OMAHA, Neb. -- Didn't see much of Oregon State before Saturday at the College World Series, other than that gaudy record, which looked a little too good to be true?
Here's my report: The Beavers are for real.
They're opportunistic and balanced and disciplined and supremely confident. And they're going to be one tough out Monday for LSU, the other winner Saturday in Bracket 1 -- 5-4 over Florida State -- as play opened at TD Ameritrade Park.
"We feed off of each other," said Oregon State designated hitter Trevor Larnach, who scored the winning run with two outs in the eighth inning on Adley Rutschman's single into center field.
The Beavers improved to 55-4 with the 6-5 victory over Cal State Fullerton. Fifty-five and four. That's ridiculous. Maybe if Oregon State came to Omaha with a more normal-looking record for the No. 1 overall seed, they'd have been met with less skepticism.
After all, they can't be that good, right?
Well, maybe they can be.
Oregon State looked the part, minus an uncharacteristic first inning in which right-handed pitcher Jake Thompson, unbeaten in 14 decisions this season, handed Fullerton a pair of baserunners before Timmy Richards launched a three-run homer into the left-field seats.
All season, the Beavers had allowed 11 runs in the first inning. They were down 3-0 before batting Saturday and 5-1 when coach Pat Casey yanked Thompson in the fourth inning.
And still, the Titans blinked first.
"They're tough outs," Fullerton coach Rick Vanderhook said. "I mean, how many pitches did we throw? It felt like 7,000."
The Beavers' persistence, even when trailing by four runs, forced Vanderhook, admittedly, to outthink himself. He went in the sixth inning to Colton Eastman, a talented sophomore who pitched well in earlier rounds of the NCAA postseason after missing three months with an elbow injury.

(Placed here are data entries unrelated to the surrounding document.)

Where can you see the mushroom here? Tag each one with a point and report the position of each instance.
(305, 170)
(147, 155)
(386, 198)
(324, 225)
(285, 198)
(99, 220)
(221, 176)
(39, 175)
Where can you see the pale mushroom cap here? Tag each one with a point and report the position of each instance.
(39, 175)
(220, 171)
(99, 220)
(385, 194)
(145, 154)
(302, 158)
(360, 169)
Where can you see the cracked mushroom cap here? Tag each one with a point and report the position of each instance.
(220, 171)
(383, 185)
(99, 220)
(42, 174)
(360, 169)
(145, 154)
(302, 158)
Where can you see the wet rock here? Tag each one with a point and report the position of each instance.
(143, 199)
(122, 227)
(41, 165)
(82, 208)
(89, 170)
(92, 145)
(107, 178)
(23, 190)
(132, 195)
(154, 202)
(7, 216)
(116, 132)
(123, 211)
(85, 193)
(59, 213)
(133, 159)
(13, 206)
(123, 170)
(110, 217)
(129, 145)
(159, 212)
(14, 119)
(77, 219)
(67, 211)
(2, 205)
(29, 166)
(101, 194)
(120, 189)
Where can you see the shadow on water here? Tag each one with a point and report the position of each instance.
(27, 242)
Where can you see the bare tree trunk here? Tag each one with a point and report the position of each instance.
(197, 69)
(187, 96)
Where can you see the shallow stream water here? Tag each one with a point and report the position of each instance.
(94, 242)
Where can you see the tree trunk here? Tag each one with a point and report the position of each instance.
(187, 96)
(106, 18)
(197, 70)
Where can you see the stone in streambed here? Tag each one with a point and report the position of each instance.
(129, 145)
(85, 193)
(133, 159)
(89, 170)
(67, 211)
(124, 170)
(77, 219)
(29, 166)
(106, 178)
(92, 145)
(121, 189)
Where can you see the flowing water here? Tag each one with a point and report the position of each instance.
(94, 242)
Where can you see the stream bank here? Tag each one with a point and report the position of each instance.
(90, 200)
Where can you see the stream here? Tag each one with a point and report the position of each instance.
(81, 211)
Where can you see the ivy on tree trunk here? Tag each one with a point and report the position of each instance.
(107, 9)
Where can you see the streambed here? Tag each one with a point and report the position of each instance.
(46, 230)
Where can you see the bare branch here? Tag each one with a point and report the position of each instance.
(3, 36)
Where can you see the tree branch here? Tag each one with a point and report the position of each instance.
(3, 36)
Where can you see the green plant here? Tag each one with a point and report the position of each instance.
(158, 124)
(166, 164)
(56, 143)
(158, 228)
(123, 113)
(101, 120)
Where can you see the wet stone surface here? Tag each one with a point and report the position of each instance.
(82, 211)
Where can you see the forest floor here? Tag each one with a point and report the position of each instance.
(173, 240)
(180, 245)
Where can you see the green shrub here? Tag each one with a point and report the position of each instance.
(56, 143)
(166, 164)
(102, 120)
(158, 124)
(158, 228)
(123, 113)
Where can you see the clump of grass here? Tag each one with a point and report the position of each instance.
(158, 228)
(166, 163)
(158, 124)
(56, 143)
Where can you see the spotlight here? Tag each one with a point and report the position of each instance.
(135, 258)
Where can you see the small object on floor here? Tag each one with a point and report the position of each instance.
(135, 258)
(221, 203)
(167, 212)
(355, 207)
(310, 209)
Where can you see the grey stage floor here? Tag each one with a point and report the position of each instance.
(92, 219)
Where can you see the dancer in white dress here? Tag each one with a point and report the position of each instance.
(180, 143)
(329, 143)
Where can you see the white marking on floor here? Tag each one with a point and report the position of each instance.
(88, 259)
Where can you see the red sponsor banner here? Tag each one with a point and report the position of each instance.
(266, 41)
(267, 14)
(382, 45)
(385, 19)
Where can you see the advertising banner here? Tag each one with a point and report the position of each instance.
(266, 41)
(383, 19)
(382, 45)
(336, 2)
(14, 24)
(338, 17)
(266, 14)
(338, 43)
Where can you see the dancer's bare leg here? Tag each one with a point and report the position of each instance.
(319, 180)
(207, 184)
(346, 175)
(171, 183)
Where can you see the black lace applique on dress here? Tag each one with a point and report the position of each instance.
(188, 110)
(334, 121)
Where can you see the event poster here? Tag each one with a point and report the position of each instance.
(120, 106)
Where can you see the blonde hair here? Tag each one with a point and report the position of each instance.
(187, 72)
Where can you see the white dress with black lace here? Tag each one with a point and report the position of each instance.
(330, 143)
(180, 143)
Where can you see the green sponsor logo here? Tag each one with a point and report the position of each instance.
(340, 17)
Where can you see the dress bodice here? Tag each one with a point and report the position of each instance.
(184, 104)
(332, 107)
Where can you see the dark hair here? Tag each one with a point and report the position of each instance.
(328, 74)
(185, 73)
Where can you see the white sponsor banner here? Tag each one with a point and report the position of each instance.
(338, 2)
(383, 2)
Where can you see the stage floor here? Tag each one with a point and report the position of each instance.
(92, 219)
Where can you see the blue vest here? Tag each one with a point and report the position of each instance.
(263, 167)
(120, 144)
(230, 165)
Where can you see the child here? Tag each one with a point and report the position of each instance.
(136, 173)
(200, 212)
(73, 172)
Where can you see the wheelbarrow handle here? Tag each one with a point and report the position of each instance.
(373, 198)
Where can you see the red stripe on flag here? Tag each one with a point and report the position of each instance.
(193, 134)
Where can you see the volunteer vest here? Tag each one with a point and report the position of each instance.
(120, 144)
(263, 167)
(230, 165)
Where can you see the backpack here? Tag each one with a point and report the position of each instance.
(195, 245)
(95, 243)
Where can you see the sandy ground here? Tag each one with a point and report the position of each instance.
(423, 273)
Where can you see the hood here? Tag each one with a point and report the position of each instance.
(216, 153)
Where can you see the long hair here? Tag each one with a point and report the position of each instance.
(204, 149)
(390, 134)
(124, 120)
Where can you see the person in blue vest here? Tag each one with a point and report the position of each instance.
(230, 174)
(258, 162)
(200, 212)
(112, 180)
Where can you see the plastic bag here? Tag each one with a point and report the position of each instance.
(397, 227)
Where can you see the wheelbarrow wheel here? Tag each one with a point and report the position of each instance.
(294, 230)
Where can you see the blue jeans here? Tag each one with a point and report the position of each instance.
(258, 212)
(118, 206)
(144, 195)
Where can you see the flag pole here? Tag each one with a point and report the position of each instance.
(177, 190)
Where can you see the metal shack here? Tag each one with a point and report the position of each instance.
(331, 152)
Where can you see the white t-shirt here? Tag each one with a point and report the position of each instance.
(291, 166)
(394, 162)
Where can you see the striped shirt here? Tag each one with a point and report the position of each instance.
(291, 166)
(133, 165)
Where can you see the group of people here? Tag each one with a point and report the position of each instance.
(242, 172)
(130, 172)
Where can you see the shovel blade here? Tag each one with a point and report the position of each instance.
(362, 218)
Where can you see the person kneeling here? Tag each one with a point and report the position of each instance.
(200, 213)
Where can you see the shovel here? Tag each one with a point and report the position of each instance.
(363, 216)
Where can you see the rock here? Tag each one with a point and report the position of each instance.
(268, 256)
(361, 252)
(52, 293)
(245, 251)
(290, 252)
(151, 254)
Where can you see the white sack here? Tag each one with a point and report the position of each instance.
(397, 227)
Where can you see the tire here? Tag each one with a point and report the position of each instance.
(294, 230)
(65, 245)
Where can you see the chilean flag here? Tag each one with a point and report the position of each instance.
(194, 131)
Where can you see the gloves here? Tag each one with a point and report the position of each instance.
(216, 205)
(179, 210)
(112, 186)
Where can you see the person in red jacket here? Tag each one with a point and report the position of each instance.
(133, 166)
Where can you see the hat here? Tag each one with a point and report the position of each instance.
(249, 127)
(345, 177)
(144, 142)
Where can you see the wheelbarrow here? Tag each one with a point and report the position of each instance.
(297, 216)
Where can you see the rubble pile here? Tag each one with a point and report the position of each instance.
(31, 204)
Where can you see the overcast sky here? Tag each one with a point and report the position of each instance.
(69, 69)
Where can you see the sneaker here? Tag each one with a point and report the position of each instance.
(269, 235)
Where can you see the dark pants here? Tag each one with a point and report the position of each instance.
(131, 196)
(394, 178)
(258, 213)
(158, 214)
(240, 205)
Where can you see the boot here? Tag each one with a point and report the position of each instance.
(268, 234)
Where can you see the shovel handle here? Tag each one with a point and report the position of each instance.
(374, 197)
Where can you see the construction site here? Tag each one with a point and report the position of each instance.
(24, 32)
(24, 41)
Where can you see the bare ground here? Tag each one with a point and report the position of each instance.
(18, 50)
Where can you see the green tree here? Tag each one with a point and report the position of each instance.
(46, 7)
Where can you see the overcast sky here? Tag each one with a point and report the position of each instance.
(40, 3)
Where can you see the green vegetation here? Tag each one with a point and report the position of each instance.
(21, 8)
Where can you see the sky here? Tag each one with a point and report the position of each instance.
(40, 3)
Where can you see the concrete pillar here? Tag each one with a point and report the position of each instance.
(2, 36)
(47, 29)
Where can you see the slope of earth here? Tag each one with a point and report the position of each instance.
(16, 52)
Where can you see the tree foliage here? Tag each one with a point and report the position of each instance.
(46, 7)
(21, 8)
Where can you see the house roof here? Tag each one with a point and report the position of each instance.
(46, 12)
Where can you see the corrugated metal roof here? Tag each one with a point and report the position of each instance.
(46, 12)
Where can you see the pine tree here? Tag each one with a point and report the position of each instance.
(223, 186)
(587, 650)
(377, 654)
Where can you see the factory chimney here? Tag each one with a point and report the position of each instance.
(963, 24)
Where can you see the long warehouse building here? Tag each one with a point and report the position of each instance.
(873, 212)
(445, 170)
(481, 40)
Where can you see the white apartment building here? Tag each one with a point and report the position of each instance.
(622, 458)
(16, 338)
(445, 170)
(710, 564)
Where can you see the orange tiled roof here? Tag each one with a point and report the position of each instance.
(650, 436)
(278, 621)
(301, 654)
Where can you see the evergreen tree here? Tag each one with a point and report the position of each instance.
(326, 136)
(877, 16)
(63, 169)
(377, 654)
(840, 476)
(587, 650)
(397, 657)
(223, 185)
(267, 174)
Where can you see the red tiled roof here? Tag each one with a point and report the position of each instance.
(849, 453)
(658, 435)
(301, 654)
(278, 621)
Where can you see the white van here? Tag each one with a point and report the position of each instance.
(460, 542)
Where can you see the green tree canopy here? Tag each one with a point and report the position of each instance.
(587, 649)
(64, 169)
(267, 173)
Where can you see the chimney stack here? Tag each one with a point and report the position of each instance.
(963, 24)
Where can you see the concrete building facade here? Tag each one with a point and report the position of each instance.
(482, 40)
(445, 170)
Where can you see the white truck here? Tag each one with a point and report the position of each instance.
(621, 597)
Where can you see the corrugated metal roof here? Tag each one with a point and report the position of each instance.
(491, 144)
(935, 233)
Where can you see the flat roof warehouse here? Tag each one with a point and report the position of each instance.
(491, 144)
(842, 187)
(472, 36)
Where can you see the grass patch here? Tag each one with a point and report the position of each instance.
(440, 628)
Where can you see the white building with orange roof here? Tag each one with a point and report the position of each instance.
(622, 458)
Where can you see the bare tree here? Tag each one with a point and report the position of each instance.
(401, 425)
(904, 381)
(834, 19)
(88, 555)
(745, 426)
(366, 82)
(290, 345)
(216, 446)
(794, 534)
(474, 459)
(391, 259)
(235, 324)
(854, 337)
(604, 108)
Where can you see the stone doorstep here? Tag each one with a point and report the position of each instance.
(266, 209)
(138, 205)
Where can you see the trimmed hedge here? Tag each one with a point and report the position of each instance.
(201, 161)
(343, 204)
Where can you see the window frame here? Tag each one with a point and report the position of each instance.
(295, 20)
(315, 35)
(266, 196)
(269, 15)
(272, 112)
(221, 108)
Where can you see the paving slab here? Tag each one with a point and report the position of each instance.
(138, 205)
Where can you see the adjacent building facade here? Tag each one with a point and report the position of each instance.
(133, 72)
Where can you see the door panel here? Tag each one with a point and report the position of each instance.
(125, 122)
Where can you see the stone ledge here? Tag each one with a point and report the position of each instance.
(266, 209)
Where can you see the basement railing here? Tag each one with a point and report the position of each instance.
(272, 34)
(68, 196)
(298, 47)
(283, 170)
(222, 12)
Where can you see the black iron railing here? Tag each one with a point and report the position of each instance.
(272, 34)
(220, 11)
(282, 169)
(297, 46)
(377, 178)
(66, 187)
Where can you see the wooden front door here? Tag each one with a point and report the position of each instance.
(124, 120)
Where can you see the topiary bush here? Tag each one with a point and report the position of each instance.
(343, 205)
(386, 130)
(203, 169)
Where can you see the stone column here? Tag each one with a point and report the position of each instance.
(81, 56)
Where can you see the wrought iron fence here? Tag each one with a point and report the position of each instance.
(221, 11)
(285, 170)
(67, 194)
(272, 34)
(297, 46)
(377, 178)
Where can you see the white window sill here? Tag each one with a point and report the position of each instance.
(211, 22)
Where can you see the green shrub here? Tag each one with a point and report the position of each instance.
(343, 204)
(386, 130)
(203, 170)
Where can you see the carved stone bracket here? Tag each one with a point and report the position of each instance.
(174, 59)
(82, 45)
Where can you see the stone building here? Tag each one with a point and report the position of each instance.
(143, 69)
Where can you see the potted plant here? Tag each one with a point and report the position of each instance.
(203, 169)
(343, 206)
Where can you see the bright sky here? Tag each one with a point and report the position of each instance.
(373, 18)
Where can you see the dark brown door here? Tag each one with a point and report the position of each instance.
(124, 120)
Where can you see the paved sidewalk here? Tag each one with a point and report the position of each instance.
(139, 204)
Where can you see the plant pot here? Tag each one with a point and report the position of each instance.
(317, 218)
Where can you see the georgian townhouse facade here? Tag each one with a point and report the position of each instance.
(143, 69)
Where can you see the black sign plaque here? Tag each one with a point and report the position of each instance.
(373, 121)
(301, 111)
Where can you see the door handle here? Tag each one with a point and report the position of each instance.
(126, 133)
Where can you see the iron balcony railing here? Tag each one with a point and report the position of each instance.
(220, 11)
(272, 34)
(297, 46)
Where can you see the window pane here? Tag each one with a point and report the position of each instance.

Eastman promptly walked four of six batters. All four scored, putting Oregon State on track to plate the winning run in the eighth and make its mark as the first team since South Carolina in 2011 to win here after trailing by four runs.
"They're really good," Vanderhook said. "And I'm stupid."
He's not stupid. Vanderhook was arguably the most accomplished assistant coach in the country when he took over the Titans in 2012, and he has since won four Big West titles and made a pair of trips to the CWS.
The coach said he was thinking of the potential schedule ahead and wanted to avoid any situation that did not include getting to Eastman, whom Vanderhook described as "our best guy."
It's a little outside the box of normal strategy, for sure, but no strategy is sound against Oregon State. The Beavers appear equipped to make every coach feel stupid.
Even when Fullerton center fielder Scott Hurst crashed into the wall in the eighth to rob KJ Harrison of extra bases, Oregon State rallied with two outs to score the winning run.
That it came from behind in such fashion was more impressive perhaps than winning in methodical fashion. The Beavers have done that plenty in rolling to a .932 winning percentage.
And that Rutschman delivered the winning hit speaks to Oregon State's versatility. He's a freshman catcher who's hitting .246 and played football in the fall, kicking off for coach Gary Andersen's team.
Rutschman is not the ideal candidate to come to bat with the go-ahead run at second base in a CWS opener.
Unless you're Oregon State.
"I really felt confident," Casey said. "He's a special athlete, and he's really established himself. He's been in some big environments, and he's just not going to be intimidated."
The Beavers stayed focused over the past two weeks after star pitcher Luke Heimlich removed himself from competition in the wake of a report by The Oregonian/Oregon Live that he was convicted in 2012 of child molestation in Washington state and failed to register this year in Oregon as a sex offender.
On Friday, Casey revealed that left fielder Christian Donahue was suspended at the CWS for a violation of team rules.
"I think we prepare for adversity during the season," Casey said.
"I've got to give these guys a lot of credit, because you can't do it yourself. You have to have good leadership off the field. Our two captains, Nick Madrigal and Drew Rasmussen, are off the chart."
Listen to the Oregon State players talk, Casey said, and you begin to understand the ingredients that lead to their remarkable success rate.
"We trust each other, and we love each other," Larnach said. "So we come out and fight for each other. It's not just one person. It's just for everyone -- for Coach, for our teammates, for the fans, for everybody."
The Beavers showed Saturday that they've got plenty of fight left.